Wednesday, February 16, 2011

In Which I Connect "Footlong" Sandwiches and Victorian Pain Killers!

An interesting bit of business news has been on the wires the past few days regardinga dispute between the Subway chain of sandwhich shops and Casey's general stores over the use of the word "footlong" to describe their sandwiches. A summary of the dispute can be found in an excerpt from the UPI story below (full story here):

An Iowa store chain is suing Subway restaurants for the international chain's claimed exclusive rights to using the word "footlong" in promoting sandwiches.

Casey's General Stores of Ankeny [Iowa]...is challenging Subway for the right to use "footlong" on its signs and menus, the Des Moines (Iowa) Register reported Monday.

The lawsuit is asking the judge to rule "footlong" is a generic term that does not violate Subway's trademark. The suit also seeks unspecified damages for the "frivolous" claims made by Subway.

In the end, the question comes down to whether footlong is an adjective - describing any such sandwich - or a noun, describing Subway's (or Casey's, for that matter), sandwich in particular.

Well, as with so many things, you can put this in the "The-More-Things-Change-The-More-They-Stay-The-Same" category...and - befitting this blog - there is an interesting connection with 19th-century medicine!

So, here's the story:

One of the most popular quack/patent medicines of the Civil War era was Perry Davis' Pain Killer. Davis (1791-1862) - a Massachusetts grain mill operator - developed the formula for his medicine in 1839 and began to make and advertise it. He later moved to Providence, Rhode Island, and was joined by his son, Edmund, in the business. By theearly 1850s, Davis' "Pain Killer" was a great success, with sales in New England, Canada, and the explanding American West. Davis died in 1862, leaving the company in the direction of his son. As with many patent medicines, the Pain Killer claimed to remedy a variety of ills and was composed of a questonable mixture of alcohol, opium, camphor, myrrh, pepper, and other ingredients.

Now to the "footlong" connection!

Here is the beginning of a typical wartime (1862) newspaper ad for Davis' painkiller (notice the clever wartime "The Great Union Saver" tagline and the appeals to army sutlers and "every volunteer"!):


But notice also the end of the ad (after several column inches of claims and testimonials):



That's right...they took their name "Pain Killer" so seriously that the end of every advertisment warned other medicine makers of legal action for appropriating the name.


But they didn't stop there!

In 1861, they also published a pamphlet: A Short Treatise on the Law of Trade Marks: Interesting to Manufacturers and Merchants Generally. I have an original in my own collection of patent medicine ephemera.

I've put some a scan of the front cover from my booklet above; you can read the full text at Google Books (here).

In short, Perry Davis made the claim that "Pain Killer" was a new word:

"The name Pain-killer he adopted as the name of the medicine, and to denote his manufacture. It is a compound name, formed from two distinct words; was entirely original with Mr. Davis, and never before used by any other party. He adopted this as his trade mark, and his medicine has ever since been known in commerce as Pain-killer. The most common error, and one into which many have fallen in regard to the name Pain-killer, is the supposition that it is a name common in the English language, to which every one has a right, and that no party can, in law or equity, appropriate it to his exclusive use, as designating his medicine. The fact is not so, but wholly otherwise. The name was not known in the English language until formed by Mr.
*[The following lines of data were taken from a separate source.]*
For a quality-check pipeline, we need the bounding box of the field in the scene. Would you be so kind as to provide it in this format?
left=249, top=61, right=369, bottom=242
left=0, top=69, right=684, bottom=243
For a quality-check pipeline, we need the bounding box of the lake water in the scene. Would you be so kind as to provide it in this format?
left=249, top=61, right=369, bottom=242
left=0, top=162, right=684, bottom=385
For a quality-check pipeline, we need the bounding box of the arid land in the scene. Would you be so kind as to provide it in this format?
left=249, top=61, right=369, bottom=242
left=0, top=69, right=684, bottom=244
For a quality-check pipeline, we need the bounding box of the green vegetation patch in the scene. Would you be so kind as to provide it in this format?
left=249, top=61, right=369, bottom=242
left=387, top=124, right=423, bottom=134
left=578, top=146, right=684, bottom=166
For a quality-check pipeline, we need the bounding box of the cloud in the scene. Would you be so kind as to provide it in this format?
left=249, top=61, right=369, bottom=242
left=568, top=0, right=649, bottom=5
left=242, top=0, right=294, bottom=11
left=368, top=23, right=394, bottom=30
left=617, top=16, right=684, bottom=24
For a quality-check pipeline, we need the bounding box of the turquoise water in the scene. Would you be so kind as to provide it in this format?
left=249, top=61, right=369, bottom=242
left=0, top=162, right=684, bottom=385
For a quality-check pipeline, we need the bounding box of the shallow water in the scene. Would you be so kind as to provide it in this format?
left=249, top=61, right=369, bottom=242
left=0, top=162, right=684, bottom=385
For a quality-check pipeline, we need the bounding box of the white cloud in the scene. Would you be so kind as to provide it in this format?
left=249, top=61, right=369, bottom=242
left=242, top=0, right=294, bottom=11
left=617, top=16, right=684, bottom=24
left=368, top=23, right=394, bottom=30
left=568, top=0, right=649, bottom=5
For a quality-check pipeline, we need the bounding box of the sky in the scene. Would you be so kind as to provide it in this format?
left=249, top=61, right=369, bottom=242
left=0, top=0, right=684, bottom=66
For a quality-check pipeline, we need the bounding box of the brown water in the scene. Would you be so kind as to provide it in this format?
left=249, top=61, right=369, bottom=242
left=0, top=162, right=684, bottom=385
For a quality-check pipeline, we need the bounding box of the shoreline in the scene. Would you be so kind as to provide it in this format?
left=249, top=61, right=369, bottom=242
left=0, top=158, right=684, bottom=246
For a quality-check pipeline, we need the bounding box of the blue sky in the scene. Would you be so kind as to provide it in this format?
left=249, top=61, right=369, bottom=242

Davis, and by him applied to a medicine. Neither Webster nor Worcester mention it, nor any other authority that we have consulted."

The bulk of the book is a short history of trade marks - and more important - a summary of case law in Davis' favor (in the state courts, at least). The book ends with a polite - and not-so-subtle - warning to competitors:

"Although we are not desirous of entering into lawsuits with any one, yet we owe a duty to ourselves and to the public, and that duty is to protect our rights to the name Pain-killer, as our trade mark...For this purpose we have all the law and equity on our side. We have the will and disposition, if necessary, and we have the money. In short, we have every requisite necessary to protect.our rights, and we hereby give Notice that we shall prosecute, to the extent of the law, any party using the name Pain-killer in any way as applied to a medicine. The law provides for the protection of our rights, and we must apply it when other and more agreeable means fail. J. N. Harris & Co., of Cincinnati, Ohio, are duly authorized to use our name in the prosecution for any infringement."

In closing:

First, some additional research demonstrates this booklet was by no means the end of the story; other manufacturers - in America and abroad - sought their own legal remedies to prevent solely Davis from using the term (noun!), arguing that it hurt their busines to not be able to describe (adjective!) their own medicines by the same term.

Second, this is also the reason why I am so fascinated by 19th-century patent medicines! The subject cuts across so many other areas: medicine, advertising, collecting, popular culture, philately, biography, invention, revenue, and the law! (and much more!)